The neuroscience of psychotherapy is an exciting, emerging field.
As emotional states and meaning-making change, so does your brain
Consequently, when you start to work in psychotherapy, or engage in a practice like the heart coherence technique, you are physically changing your brain. As there is a gradual shift in fixed beliefs and structures that define and confine you, the brain correspondingly starts to change. Like water flowing downhill, synaptic pathways which are activated frequently fire quickly and readily. However, as you begin to entertain new and different thought patterns, meaning making and emotional states, you draw the flow away from the timeworn pathways. New synaptic pathways develop, and over time and repeated use, become wired and quick to fire.

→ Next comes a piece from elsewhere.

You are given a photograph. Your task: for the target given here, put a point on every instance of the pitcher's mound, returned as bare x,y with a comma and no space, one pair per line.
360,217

Heart Coherence strengthens positive emotional pathways
The practice of heart coherence is discussed in this video as a support for entering psychotherapy. Again, the underlying neuroscience confirms that practising positive emotional states builds capacity for them in the brain. As you practice, you are strengthening neuronal pathways and creating physical shifts which correspond to the behavioural and emotional changes you will also notice.
Psychotherapy and change require support
Seeking change is the reason for entering therapy. This is a courageous act which requires the ability to feel your emotions and move through them. I believe that music support is required for this journey, primarily from the therapist, but also by utilising profound and simple meditation techniques like this one.